J. C.: The works are close to what I had imagined, in that I had not imagined anything until I had taken myself away from my usual practices and broadened my territory.
My interaction with the staff at Andra was not how I had imagined it. The premises, however, were dangerously photogenic. I exploited them to their limits and have several images of the infrastructure. When I brought them back to my work, though, they seemed empty and “unpopulated” and my erotic imagination came into play.
A. M.: And from the other point of view, what do you think Andra was expecting from you when selecting you for this residency, A “romantic” vision of nuclear waste storage? A quirky proposition which would offset the numerous polemics associated with the area?
J. C.: Andra was not necessarily expecting a work of art, but rather a study on the issue. But I couldn’t limit myself to that, to wasting six months producing nothing, just thinking about what could or could not be. How boring. The study should be a production and not a “project” to be produced at a later date. Especially as I found it to be a rather doubtful prospect to protect future generations by burdening them with the extra responsibility of implementing a project dating from 10, 100 or 1000 years before.
2030 Andra’s administrative offices. Filed away on a little shelf are the archives of 19 “art and memory”commision responses. The Huyghe project, the Lévêque project, the Parreno project, the Tschiember project, etc, are all there, inert, just a variation of the wallpaper, awaiting their implementation. Then the director of Andra retires, a new director takes his place and the projects will be forgotten.
The work that I have produced in this Troyes project “contaminated” by Andra consists of several series of images, photos and drawings and a logbook. They collectively form a testament. A testament is potentially sustainable, and there is my response to the agency’s question.

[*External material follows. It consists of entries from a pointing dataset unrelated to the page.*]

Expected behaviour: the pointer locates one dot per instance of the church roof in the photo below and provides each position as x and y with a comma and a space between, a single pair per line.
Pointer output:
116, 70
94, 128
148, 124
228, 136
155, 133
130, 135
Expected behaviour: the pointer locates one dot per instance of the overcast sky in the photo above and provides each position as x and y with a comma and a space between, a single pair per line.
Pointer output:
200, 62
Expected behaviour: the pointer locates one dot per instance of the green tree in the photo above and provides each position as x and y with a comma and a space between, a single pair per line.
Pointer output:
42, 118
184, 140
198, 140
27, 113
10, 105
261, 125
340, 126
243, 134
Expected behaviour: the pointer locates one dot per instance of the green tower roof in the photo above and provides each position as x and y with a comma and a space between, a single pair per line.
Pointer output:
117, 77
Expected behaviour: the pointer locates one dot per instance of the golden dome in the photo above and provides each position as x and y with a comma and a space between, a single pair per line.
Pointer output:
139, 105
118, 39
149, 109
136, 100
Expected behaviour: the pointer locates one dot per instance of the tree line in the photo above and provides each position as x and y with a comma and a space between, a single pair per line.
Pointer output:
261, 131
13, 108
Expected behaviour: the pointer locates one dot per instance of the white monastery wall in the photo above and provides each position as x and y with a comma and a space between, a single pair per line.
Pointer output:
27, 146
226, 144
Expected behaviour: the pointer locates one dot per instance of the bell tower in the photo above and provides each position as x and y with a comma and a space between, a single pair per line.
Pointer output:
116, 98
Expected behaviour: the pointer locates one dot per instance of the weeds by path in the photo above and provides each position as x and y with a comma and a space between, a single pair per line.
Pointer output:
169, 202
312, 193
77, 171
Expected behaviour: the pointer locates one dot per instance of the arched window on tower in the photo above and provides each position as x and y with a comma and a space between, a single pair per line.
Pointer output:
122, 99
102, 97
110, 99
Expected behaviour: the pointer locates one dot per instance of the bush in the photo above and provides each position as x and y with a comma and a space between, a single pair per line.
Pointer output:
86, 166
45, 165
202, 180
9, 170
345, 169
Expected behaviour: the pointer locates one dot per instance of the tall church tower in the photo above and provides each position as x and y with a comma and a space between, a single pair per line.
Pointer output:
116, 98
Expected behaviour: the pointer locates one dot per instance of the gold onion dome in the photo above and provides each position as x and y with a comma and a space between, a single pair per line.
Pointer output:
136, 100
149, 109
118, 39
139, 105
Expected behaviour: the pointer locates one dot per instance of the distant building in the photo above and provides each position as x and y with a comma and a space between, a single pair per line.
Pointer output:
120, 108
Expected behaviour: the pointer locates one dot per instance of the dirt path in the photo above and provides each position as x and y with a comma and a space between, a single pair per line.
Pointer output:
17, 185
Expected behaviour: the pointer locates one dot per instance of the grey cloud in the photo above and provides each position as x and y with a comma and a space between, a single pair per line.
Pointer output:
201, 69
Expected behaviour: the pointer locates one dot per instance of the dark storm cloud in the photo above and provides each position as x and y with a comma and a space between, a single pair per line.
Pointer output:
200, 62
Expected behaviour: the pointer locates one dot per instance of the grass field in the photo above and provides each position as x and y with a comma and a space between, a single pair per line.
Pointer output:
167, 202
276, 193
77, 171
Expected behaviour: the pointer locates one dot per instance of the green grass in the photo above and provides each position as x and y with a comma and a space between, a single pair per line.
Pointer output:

A. M.: So there is conflict between two means of envisaging these important issues, which are diametrically opposed. On the one hand we have this critical need to recycle nuclear waste, which has been delegated to Andra. This being an extremely pragmatic position relating to what you rightly call the “reason of State”, which leaves very little room for doubt or ethical consideration. On the other hand, you have your point of view as individual and artist, which is most probably against nuclear, and yet you are requested to “use your expertise” to help Andra. This is where the “ethical position” lies, that you alluded to earlier. Did you sometimes feel “manipulated” and involved in a legitimisation of Andra’s activities?
J. C.: No. Andra has its communication strategy and communications department, but this resarch was independent from them. However, if we look closely at this communication, it is clear that the impact and challenges of contemporary art are miles away from it. The communication addresses as many people as possible with simplicity and paternalism. If I were Yannick Noah or Muriel Robin, it might have been worth getting involved in a legitimisation operation.
I would like to come back to what you said: “Your point of view as individual and artist, which is most probably against nuclear”. Yes, as an individual it is my point of view. It can also leave traces in my point of view as an artist, bearing in mind that artistic deontology only concerns art, that everything in art is allowed, whether it be true or false. Also, I could have positioned myself as the world’s first pro-nuclear artist.
A. M.: Beyond the specific case of Andra, it is actually the role of artist that is in question here. The image of an artist in his workshop, hidden away from the world, seems completely archaic today. Do you feel that your work should mirror the state of modern society? or rather absorb it?
J. C.: Is it really that archaic? Could reclusiveness and solitude not also be ideal conditions for observation?